Selected analytical data for 2b: mp 166-167 °C. IR: νmax = 3260, 1642, 1580, 1519, 1339, 1289, 1267, 1226, 1052, 994, 872, 789 cm-1. 1H NMR (300 MHz, CDCl3): δ = 2.28 (s, 3 H, CH3), 3.96 (s, 3 H, OCH3), 3.97 (s, 3 H, OCH3), 4.58 (d, 2 H, J = 5.3 Hz, CH2), 5.85 (d, 1 H, J = 3.0 Hz, HFur), 5.98 (br s, 1 H, NH), 6.22 (d, 1 H, J = 3.0 Hz, HFur), 6.91 (s, 1 H, HAr), 7.90 (s, 1 H, HAr). MS: m/z (%) = 302 (10) [M+ - 18], 215 (22), 194 (58), 181 (22), 164 (49), 150 (13), 136 (76), 110 (100), 95 (96). Anal. Calcd for C15H16N2O6: C, 56.25; H, 5.03; N, 8.75. Found: C, 56.12; H, 5.09; N, 8.80.
16
General Procedure for the Preparation of Compounds 3a,b
A mixture of amide 2a,b (4.3 mmol), hydrazine hydrate (1.5 mL) and activated Raney nickel (1.0 g) in EtOH (60 mL) was refluxed for 10-20 min until complete conversion of 2a,b (TLC).
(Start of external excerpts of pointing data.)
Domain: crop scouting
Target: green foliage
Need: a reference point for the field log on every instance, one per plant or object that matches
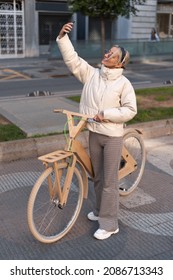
(105, 9)
(152, 114)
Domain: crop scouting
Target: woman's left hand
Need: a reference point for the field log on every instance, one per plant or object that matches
(99, 117)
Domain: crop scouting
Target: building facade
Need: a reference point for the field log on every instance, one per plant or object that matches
(29, 27)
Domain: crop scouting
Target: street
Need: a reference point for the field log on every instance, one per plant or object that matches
(145, 218)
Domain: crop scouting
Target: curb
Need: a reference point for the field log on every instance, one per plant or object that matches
(35, 147)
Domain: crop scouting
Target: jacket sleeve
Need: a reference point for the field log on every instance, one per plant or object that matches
(78, 66)
(127, 109)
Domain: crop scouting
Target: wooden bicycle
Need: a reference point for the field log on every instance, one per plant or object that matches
(57, 196)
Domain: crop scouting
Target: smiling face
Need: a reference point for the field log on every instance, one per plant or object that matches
(116, 57)
(111, 58)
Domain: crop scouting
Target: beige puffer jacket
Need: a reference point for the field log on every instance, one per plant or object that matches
(104, 90)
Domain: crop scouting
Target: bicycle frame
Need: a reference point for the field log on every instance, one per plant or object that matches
(78, 154)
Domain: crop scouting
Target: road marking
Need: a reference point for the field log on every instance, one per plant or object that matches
(13, 74)
(157, 223)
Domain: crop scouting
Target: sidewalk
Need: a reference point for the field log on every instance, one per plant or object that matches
(145, 217)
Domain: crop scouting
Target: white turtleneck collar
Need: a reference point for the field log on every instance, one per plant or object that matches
(110, 74)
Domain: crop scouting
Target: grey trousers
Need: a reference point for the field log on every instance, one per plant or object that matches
(105, 155)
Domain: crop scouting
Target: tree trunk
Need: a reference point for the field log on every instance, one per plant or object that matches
(103, 36)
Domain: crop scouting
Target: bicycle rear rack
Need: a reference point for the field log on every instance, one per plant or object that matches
(55, 156)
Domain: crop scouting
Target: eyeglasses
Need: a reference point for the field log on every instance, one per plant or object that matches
(123, 52)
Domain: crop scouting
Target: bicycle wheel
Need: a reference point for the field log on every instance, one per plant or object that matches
(48, 221)
(134, 143)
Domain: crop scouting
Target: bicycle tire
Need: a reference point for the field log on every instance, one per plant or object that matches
(134, 143)
(46, 220)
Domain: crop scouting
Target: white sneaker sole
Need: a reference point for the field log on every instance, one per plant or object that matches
(105, 235)
(92, 218)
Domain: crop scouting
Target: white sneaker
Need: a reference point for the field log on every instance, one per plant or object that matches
(103, 234)
(92, 217)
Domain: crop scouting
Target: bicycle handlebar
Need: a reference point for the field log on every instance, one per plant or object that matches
(66, 112)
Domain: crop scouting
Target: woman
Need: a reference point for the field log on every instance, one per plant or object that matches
(110, 98)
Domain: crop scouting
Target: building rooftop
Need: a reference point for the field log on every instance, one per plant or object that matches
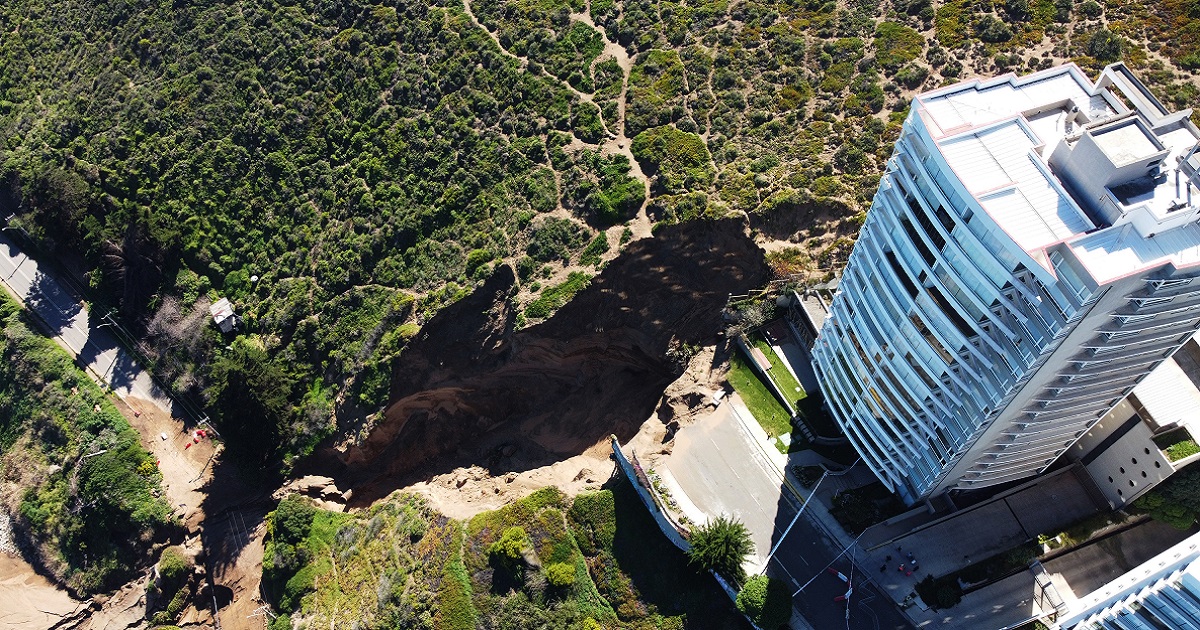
(1054, 159)
(1001, 169)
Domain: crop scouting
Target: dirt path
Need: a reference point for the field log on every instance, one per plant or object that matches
(185, 465)
(31, 601)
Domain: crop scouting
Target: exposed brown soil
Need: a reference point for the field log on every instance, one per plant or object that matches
(472, 390)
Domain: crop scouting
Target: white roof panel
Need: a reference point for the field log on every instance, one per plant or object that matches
(978, 103)
(1168, 395)
(999, 168)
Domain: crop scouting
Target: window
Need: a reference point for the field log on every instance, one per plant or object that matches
(1145, 303)
(1135, 319)
(1170, 283)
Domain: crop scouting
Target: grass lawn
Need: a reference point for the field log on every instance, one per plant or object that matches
(779, 373)
(767, 411)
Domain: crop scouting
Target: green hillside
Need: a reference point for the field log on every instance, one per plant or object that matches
(77, 480)
(342, 169)
(545, 562)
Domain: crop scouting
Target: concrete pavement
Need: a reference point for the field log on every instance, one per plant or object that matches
(71, 328)
(724, 463)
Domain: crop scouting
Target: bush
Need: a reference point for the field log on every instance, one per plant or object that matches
(766, 601)
(173, 568)
(553, 298)
(1104, 46)
(993, 30)
(678, 160)
(721, 545)
(455, 610)
(895, 45)
(510, 546)
(561, 575)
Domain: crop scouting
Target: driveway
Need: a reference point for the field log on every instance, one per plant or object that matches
(721, 468)
(183, 460)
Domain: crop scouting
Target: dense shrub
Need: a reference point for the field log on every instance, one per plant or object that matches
(173, 567)
(1104, 46)
(510, 546)
(897, 45)
(766, 601)
(721, 545)
(677, 160)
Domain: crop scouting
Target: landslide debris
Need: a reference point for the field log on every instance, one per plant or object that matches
(473, 390)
The mixture was filtered, and the filtrate was evaporated to dryness under reduced pressure. The residue was decolorized with charcoal in EtOAc-PE solution. The solvent was removed in vacuo and the resulting product was recrystallized from PE-CH2Cl2 to afford amino amides 3a,b.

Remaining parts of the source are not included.